If a company doesn't land a female VC on its board in its early years, when most start-up boards consists of the founder and a few key investors, it acquires a built-in chance later: when it weighs going public. Both New York Stock Exchange and Nasdaq board rules, such as building audit committees, generally require bolstering board seats.
Still, many start-ups duck and weave rather than bringing a woman onto the board. Facebook dallied until after its 2011 IPO before appointing Sandberg to the board. Google added two women to its board a year after its 2004 IPO. Now three of Google's 10 directors are women.
Some female directors of startups say they are sometimes reluctant to overtly suggest the topic of adding more women for an open board seat. That is because they know it might raise the hackles of existing board members who want to make sure the best person gets the seat, not somebody who was less qualified but female.
“People don't want to just stuff women on these boards,” said Ann Winblad, a venture capitalist at Hummer Winblad, who says she tends to suggest women candidates without highlighting their gender as an asset.

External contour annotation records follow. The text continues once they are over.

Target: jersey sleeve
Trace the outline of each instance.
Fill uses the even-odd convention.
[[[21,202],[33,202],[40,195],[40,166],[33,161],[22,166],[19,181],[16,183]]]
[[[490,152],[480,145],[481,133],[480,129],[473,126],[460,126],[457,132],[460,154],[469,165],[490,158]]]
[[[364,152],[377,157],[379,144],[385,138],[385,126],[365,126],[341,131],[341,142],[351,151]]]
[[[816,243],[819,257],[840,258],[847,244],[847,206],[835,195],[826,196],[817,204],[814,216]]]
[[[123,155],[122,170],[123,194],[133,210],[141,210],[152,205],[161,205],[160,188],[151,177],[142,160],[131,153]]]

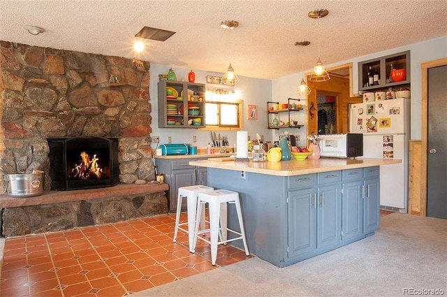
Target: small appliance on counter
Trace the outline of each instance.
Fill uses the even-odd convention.
[[[319,135],[320,156],[335,158],[351,158],[363,156],[363,134]]]
[[[168,154],[188,154],[188,145],[184,143],[168,143],[166,145],[160,145],[161,149],[161,155],[166,156]]]

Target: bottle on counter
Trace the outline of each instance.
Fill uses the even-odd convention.
[[[374,81],[374,85],[380,85],[379,83],[379,80],[380,80],[380,76],[379,75],[379,72],[377,71],[377,68],[374,69],[374,73],[372,75],[372,80]]]
[[[177,80],[177,76],[172,68],[170,68],[168,71],[168,80]]]
[[[253,145],[253,150],[251,151],[251,157],[253,157],[254,162],[263,162],[265,161],[266,154],[265,151],[263,149],[261,145]]]
[[[369,70],[368,70],[368,87],[371,87],[374,84],[374,77],[372,76],[372,71],[371,70],[371,66],[369,66]]]

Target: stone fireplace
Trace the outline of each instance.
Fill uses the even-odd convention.
[[[114,186],[119,182],[118,139],[48,138],[52,190]]]
[[[154,180],[149,64],[143,64],[145,71],[142,71],[134,61],[123,57],[0,41],[1,170],[6,173],[43,171],[45,191],[63,183],[76,188],[78,180],[60,181],[60,177],[50,173],[53,157],[49,153],[54,147],[47,140],[96,137],[114,140],[111,145],[117,151],[117,163],[107,165],[112,184],[144,184]],[[119,82],[109,83],[111,75]],[[97,148],[104,153],[104,147]],[[91,197],[45,205],[0,205],[4,208],[3,233],[16,236],[59,231],[167,211],[163,191],[126,196],[110,193],[110,198],[98,201]]]

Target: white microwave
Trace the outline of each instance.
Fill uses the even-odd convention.
[[[363,156],[363,134],[319,135],[320,156],[351,158]]]

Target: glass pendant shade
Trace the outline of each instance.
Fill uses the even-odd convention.
[[[298,95],[307,96],[310,94],[310,88],[305,82],[305,79],[301,80],[301,83],[298,86],[296,90],[296,94]]]
[[[329,80],[330,80],[330,77],[329,76],[328,71],[326,71],[326,69],[324,68],[324,65],[323,65],[323,63],[318,57],[318,59],[314,66],[314,73],[309,78],[309,80],[311,82],[325,82]]]
[[[222,81],[225,85],[235,85],[239,82],[239,76],[235,73],[235,70],[231,66],[231,63],[228,66],[228,69],[226,71],[224,76],[222,76]]]

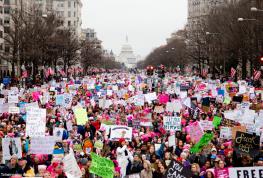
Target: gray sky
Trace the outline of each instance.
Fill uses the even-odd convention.
[[[82,0],[82,27],[94,28],[119,54],[126,34],[135,54],[147,56],[186,24],[187,0]]]

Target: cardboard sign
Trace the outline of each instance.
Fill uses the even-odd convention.
[[[29,137],[45,137],[46,109],[27,108],[26,135]]]
[[[163,127],[165,130],[181,131],[181,118],[173,116],[164,116]]]
[[[192,177],[190,168],[184,167],[181,163],[177,161],[172,161],[167,168],[167,171],[164,175],[165,178],[171,177],[180,177],[180,178],[189,178]]]
[[[30,154],[52,154],[55,146],[55,137],[33,137],[30,143]]]
[[[234,143],[237,153],[249,154],[251,157],[259,153],[260,137],[257,135],[238,131]]]
[[[126,126],[111,126],[110,140],[118,141],[120,138],[124,138],[127,141],[132,140],[132,128]]]
[[[221,129],[220,129],[220,138],[232,139],[231,127],[221,127]]]
[[[231,178],[261,178],[263,167],[230,167],[228,172]]]
[[[63,169],[68,178],[80,178],[82,177],[82,172],[77,164],[74,153],[70,152],[63,158]]]
[[[2,139],[3,160],[10,160],[12,155],[22,157],[22,147],[20,138],[3,138]]]
[[[98,156],[95,153],[91,153],[91,166],[90,173],[96,174],[103,178],[114,177],[114,164],[111,160]]]

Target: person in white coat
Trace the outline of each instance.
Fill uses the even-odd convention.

Many people, both male and female, assume the woman is the weaker candidate, said Meiko Takayama, founder and chief executive of advocacy organization Advancing Women Executives.
“It's based on unconscious bias,” Takayama said. “It's not malicious.”

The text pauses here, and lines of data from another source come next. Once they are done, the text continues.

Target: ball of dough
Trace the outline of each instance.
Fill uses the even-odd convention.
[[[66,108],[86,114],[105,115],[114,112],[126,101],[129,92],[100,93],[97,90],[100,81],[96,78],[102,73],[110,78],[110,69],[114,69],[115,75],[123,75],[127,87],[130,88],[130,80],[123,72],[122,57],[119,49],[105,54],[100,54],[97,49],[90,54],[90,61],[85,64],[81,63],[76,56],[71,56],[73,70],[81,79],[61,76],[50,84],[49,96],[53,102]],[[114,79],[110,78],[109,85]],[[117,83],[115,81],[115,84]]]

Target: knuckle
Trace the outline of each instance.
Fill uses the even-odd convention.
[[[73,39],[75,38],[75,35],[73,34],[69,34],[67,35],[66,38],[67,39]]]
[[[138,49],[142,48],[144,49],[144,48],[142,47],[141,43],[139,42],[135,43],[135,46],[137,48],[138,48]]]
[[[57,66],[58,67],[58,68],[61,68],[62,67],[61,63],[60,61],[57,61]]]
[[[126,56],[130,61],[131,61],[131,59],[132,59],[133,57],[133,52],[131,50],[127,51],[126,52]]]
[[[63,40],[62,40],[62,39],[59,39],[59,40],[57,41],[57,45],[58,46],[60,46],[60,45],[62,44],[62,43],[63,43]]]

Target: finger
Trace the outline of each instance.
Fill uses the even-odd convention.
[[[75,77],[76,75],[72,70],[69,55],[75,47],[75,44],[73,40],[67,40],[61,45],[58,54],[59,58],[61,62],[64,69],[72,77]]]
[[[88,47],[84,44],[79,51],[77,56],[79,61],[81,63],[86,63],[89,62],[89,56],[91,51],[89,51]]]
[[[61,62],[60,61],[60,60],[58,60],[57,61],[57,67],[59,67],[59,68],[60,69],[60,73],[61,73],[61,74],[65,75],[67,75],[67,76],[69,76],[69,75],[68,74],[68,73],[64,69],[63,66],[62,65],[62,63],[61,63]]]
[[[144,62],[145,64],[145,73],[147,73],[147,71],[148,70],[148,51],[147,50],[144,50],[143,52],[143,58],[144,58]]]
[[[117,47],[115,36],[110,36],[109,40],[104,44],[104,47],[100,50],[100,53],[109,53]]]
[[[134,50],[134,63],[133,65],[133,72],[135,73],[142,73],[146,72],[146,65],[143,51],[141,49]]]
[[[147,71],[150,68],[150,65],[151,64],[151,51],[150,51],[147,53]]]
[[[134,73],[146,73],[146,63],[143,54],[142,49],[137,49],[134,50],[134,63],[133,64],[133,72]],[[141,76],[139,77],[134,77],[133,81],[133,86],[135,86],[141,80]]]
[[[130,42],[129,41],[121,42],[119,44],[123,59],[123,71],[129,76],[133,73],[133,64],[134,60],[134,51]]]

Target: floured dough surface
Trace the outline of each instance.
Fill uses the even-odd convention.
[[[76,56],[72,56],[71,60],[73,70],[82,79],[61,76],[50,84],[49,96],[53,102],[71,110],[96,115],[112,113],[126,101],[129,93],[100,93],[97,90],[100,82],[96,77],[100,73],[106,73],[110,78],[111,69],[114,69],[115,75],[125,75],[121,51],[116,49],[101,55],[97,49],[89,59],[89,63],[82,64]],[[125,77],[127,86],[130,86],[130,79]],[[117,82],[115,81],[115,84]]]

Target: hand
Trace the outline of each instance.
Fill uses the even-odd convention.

Roizen herself was the subject of a Columbia Business School study that asked students to evaluate her accomplishments - but with half the students seeing her name as “Howard,” not “Heidi.” The students seeing her true name thought she seemed selfish, not the type of person they wanted to hire or work for. The students who saw the name “Howard” thought he seemed likable.
'Cop Out'
Many young companies acknowledge the issue, often saying they go out of their way to try to hire from a relatively small pool of technical women. But critics roll their eyes when that qualification comes up.

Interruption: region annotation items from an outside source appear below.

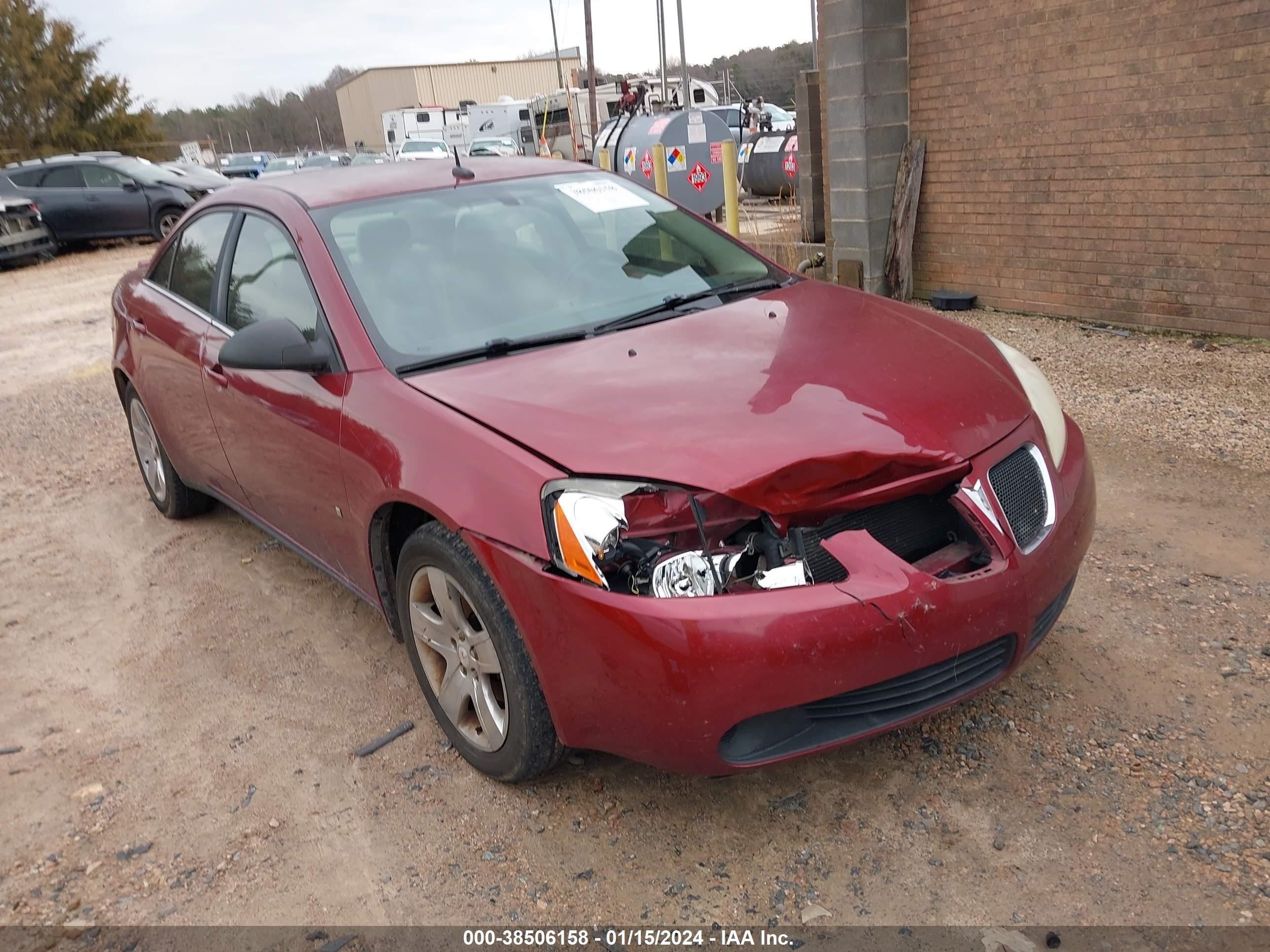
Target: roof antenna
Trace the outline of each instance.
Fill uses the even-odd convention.
[[[476,173],[467,169],[458,161],[458,146],[455,146],[455,168],[450,170],[450,174],[455,176],[455,188],[458,187],[458,182],[470,182],[476,178]]]

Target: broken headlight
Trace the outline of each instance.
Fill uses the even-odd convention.
[[[1063,419],[1063,407],[1059,406],[1054,388],[1045,380],[1040,368],[1027,359],[1026,354],[1010,347],[1003,340],[997,340],[991,334],[988,340],[996,344],[997,350],[1006,358],[1010,369],[1015,372],[1019,383],[1027,395],[1029,402],[1036,419],[1040,420],[1041,429],[1045,430],[1045,442],[1049,444],[1049,456],[1054,461],[1057,470],[1063,462],[1063,453],[1067,451],[1067,421]]]
[[[556,569],[612,592],[695,598],[806,585],[803,561],[762,514],[716,494],[626,480],[542,487]]]

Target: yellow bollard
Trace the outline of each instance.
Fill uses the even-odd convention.
[[[728,137],[723,142],[723,211],[728,221],[728,234],[740,237],[740,201],[737,182],[737,143]]]
[[[665,146],[660,142],[653,146],[653,185],[662,198],[671,194],[669,185],[665,183]]]
[[[657,188],[657,194],[662,198],[668,198],[671,187],[665,180],[665,146],[658,142],[653,146],[653,187]],[[671,248],[671,235],[660,223],[657,226],[657,234],[660,239],[660,250],[663,261],[674,260],[674,249]]]

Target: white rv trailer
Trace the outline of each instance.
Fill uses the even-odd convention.
[[[528,135],[530,100],[499,96],[497,103],[478,103],[467,107],[467,145],[479,138],[512,138],[522,151],[532,152],[533,137]],[[528,143],[526,150],[523,146]]]
[[[394,160],[406,140],[420,138],[441,142],[444,138],[447,123],[466,123],[467,116],[457,107],[410,105],[389,109],[381,116],[384,123],[385,151]]]

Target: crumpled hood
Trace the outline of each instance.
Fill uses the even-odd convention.
[[[572,472],[773,514],[959,463],[1030,413],[980,331],[814,281],[406,382]]]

“I personally think that's a bit of a cop out,” said Carol Bartz, the former chief executive of Yahoo and a Cisco board member. “There are all kinds of expertise that you need on a board. And if the entire board is technical then it is not diverse enough.”
“They're more comfortable with their VC boys' network and really don't want to rock the boat,” she added.
Bartz said that sometimes the companies can make the specifications - or 'spec' as it is known in the recruiting industry - for the recruitment of board members so narrow that it automatically eliminates women from the candidate pool.
That spec always sounds the same, said Martha Josephson, Silicon Valley-based partner with recruiting firm Egon Zehnder: someone from the C-suite who has experience running big parts of a company's operations.
Even if existing board members are actively looking for a woman to bolster their ranks, unacknowledged biases can come into play, said investor and former analyst Esther Dyson, whose board seats include genealogy company 23andMe, local-organizing network Meetup, and advertising company WPP Group.
“A just-okay guy seems suitable,” she said. “But a just-okay woman doesn't quite match the awesome-woman image they have in their heads.”
Dyson forms part of a small group of sought-after female board members for start-ups that also includes Evan, the SurveyMonkey board member, and former Macromedia CFO Betsey Nelson, whose board seats include LivingSocial.
“Can you show us a pool that has more than the same names that circulate?” Nelson said she often finds herself asking when the subject arises of ensuring that women win consideration for an open seat. Evan says she is approached at least three-four times a quarter to join a board.